* “Good Government is Good Politics.”

People say government is too complicated and in many cases they’re right. But it’s a fact that much of the work of government is complicated. More to the point, in today’s litigious society, things have to be done right because screw-ups are expensive.

(If you think not, just ask the Maui Electric Company.)

Still, for some reason, the people who run local and state governments around the country seem to feel that it must be structured in ways convenient for the people doing the governing, but which seem overly complicated and confusing to the average citizen. 

Back in the 1970s, I think we had at least some of it figured out.  For almost ten years, I served as Director of the Office of Information and Complaint for the City of Honolulu. I was appointed to that job by then-Mayor Frank Fasi and my office was literally part of the Mayor’s Office.

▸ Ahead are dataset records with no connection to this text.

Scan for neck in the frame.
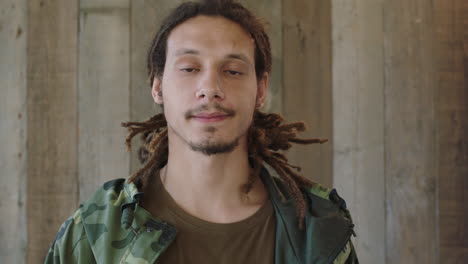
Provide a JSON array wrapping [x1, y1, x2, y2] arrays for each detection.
[[160, 130, 267, 223]]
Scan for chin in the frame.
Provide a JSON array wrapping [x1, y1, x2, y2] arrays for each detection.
[[190, 138, 239, 156]]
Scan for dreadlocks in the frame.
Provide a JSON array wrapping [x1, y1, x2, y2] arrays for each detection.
[[122, 111, 327, 227], [122, 0, 326, 228]]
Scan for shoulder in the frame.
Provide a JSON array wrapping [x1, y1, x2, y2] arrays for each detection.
[[303, 184, 359, 264], [46, 179, 137, 263]]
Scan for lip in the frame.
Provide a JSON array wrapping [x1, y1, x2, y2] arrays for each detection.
[[192, 112, 229, 123]]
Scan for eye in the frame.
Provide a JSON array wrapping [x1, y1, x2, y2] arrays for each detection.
[[180, 68, 198, 73], [226, 70, 242, 76]]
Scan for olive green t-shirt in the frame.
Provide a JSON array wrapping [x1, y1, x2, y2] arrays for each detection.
[[145, 176, 276, 264]]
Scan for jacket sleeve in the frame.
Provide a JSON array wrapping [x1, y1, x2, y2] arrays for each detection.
[[333, 241, 359, 264], [44, 210, 96, 264]]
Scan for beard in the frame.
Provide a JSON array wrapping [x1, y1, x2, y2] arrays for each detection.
[[189, 137, 239, 156]]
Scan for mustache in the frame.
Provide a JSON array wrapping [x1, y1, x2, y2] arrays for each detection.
[[184, 103, 236, 119]]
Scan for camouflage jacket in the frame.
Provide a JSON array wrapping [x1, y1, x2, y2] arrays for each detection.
[[45, 169, 358, 264]]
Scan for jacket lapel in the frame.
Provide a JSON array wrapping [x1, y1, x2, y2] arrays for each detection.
[[261, 169, 352, 264]]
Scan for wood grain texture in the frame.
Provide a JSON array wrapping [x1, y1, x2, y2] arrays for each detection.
[[130, 0, 184, 172], [78, 0, 130, 202], [0, 0, 27, 263], [282, 0, 333, 186], [434, 0, 468, 264], [383, 0, 437, 264], [332, 0, 385, 264], [27, 0, 78, 263], [241, 0, 283, 113]]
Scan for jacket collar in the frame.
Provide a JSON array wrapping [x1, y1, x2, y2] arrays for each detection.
[[261, 168, 353, 264]]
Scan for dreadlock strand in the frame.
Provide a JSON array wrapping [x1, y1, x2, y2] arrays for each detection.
[[267, 156, 307, 229]]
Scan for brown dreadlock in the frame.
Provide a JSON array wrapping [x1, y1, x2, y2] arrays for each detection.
[[122, 111, 327, 227], [122, 0, 326, 228]]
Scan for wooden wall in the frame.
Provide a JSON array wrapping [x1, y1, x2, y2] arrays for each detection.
[[0, 0, 468, 263], [332, 0, 468, 263], [0, 0, 28, 263], [434, 0, 468, 263]]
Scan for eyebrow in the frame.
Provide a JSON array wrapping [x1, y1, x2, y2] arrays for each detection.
[[175, 49, 252, 64]]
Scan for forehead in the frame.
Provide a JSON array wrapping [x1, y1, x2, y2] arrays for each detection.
[[167, 16, 255, 61]]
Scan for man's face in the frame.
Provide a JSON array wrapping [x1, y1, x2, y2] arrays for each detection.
[[152, 16, 268, 155]]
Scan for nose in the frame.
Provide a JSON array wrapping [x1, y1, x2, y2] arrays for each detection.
[[196, 70, 224, 101]]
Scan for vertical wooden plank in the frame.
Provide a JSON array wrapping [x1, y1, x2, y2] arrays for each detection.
[[130, 0, 183, 172], [241, 0, 283, 113], [384, 0, 437, 264], [78, 0, 130, 201], [282, 0, 333, 186], [332, 0, 385, 264], [27, 0, 78, 263], [434, 0, 468, 264], [0, 0, 27, 263]]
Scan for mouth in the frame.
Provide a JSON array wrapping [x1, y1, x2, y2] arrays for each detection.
[[192, 112, 231, 123]]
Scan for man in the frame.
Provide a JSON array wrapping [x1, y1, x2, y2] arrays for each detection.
[[46, 1, 358, 264]]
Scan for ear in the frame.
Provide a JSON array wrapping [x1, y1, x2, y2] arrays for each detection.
[[255, 72, 270, 109], [151, 77, 163, 104]]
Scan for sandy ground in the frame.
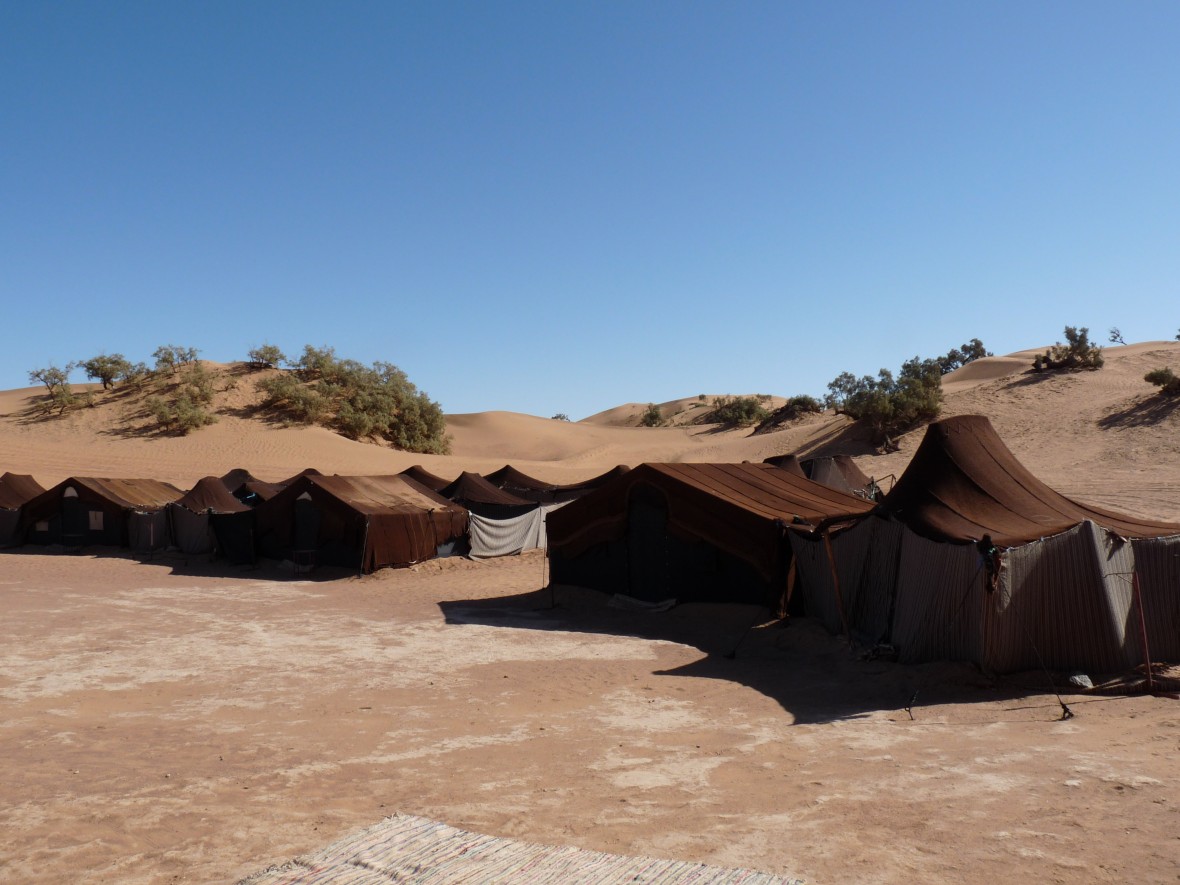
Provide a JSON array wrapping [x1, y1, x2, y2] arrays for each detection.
[[0, 553, 1180, 884], [0, 342, 1180, 884]]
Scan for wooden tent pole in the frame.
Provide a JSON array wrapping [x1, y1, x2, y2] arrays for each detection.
[[822, 529, 852, 643]]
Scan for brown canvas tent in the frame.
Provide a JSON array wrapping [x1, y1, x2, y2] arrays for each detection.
[[792, 415, 1180, 673], [168, 477, 254, 563], [255, 474, 467, 573], [0, 473, 45, 546], [20, 477, 184, 550], [398, 464, 452, 492], [484, 464, 629, 504], [762, 454, 807, 477], [549, 463, 872, 608]]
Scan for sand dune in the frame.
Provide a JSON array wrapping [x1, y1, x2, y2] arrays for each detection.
[[0, 342, 1180, 885]]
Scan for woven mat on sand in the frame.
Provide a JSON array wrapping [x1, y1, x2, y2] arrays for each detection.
[[238, 814, 802, 885]]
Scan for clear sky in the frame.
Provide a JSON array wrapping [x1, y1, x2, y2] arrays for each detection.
[[0, 0, 1180, 420]]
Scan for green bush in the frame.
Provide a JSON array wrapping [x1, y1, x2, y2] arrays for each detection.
[[78, 353, 132, 391], [152, 345, 199, 373], [144, 362, 217, 434], [709, 396, 769, 427], [825, 356, 943, 445], [1143, 368, 1180, 396], [245, 345, 287, 369], [937, 337, 994, 375], [258, 345, 450, 454], [1033, 326, 1106, 372]]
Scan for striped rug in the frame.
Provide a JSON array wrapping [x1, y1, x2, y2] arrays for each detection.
[[238, 814, 802, 885]]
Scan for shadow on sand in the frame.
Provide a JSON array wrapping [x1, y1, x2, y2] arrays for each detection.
[[439, 584, 1061, 725]]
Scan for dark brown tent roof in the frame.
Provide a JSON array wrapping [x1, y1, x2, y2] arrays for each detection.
[[175, 477, 250, 513], [762, 454, 807, 477], [221, 467, 257, 492], [398, 464, 451, 492], [0, 473, 45, 510], [439, 471, 536, 507], [235, 479, 289, 500], [34, 477, 184, 512], [546, 463, 873, 577], [280, 467, 323, 486], [255, 474, 467, 572], [881, 415, 1180, 546], [484, 464, 630, 503]]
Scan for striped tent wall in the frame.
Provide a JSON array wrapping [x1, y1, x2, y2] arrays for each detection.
[[982, 520, 1142, 673], [1132, 536, 1180, 661], [893, 527, 986, 663], [788, 532, 844, 635], [832, 517, 904, 648]]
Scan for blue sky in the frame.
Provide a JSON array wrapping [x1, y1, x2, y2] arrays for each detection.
[[0, 0, 1180, 419]]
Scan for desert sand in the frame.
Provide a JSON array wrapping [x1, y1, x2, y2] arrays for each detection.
[[0, 342, 1180, 883]]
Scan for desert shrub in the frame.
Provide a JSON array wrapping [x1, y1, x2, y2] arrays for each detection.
[[144, 362, 217, 434], [152, 345, 199, 373], [28, 362, 82, 415], [1143, 368, 1180, 396], [78, 353, 132, 391], [640, 402, 663, 427], [709, 396, 769, 427], [825, 356, 943, 445], [245, 345, 287, 369], [1033, 326, 1104, 372], [758, 393, 824, 431], [258, 345, 450, 454], [936, 337, 992, 375]]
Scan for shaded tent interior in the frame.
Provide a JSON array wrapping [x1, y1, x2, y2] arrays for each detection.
[[549, 463, 872, 610], [19, 477, 184, 550], [484, 464, 630, 504], [255, 474, 467, 573], [0, 473, 45, 546], [438, 471, 537, 519], [168, 477, 254, 564], [791, 415, 1180, 673]]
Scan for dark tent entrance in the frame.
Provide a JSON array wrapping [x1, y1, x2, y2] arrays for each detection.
[[552, 483, 788, 608]]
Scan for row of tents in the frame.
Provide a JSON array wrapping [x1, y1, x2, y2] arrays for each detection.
[[549, 415, 1180, 673], [0, 465, 625, 573]]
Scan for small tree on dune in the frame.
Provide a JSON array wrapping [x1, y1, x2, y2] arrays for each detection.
[[1033, 326, 1106, 372], [245, 345, 287, 369], [640, 402, 663, 427], [78, 353, 135, 391]]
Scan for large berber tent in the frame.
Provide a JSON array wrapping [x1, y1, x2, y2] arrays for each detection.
[[549, 463, 873, 609], [20, 477, 184, 550], [255, 473, 467, 573], [0, 473, 45, 546], [168, 477, 254, 563], [792, 415, 1180, 673]]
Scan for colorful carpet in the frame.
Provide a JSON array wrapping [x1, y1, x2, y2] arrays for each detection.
[[238, 814, 802, 885]]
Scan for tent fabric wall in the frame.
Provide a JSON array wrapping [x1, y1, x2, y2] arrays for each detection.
[[891, 527, 986, 663], [1128, 536, 1180, 661], [18, 477, 183, 550], [0, 473, 45, 548], [982, 520, 1143, 673], [126, 509, 170, 551], [467, 504, 562, 559]]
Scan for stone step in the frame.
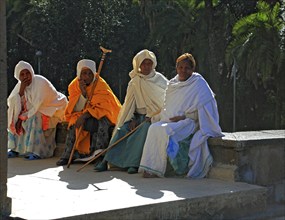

It was the name of the office that made it relatively easy for average citizens to understand our function. Whatever the problem they were dealing with, when they looked up the City of Honolulu in the telephone directory, one of the first listings they saw was the listing for my office.  It didn’t matter if the taxpayer needed information or had a complaint, someone on my staff was there to help them.

Most problems are easily solved, but only if you know who should talk to whom. Take a trash can that was not picked up and emptied on the truck’s morning route, for example. Chances are the truck’s crew left it behind because it was over the weight limit. A call at 5:00 p.m. that day from an irate homeowner to whoever answers the phone at the Refuse Division would probably not get positive results. But a two-minute call from one of my experienced Complaint Investigators and the problem goes away.

Little by little, more and more, the citizen/taxpayers of Honolulu learned about problems in their neighborhoods and what was being done about them. The more they learned, the more they supported our efforts.

I was involved–sometimes actively, other times marginally–in much of what was accom-plished in those days. It takes hard work at every level. And it takes intelligent, honest, dedicated employees, but it can be done.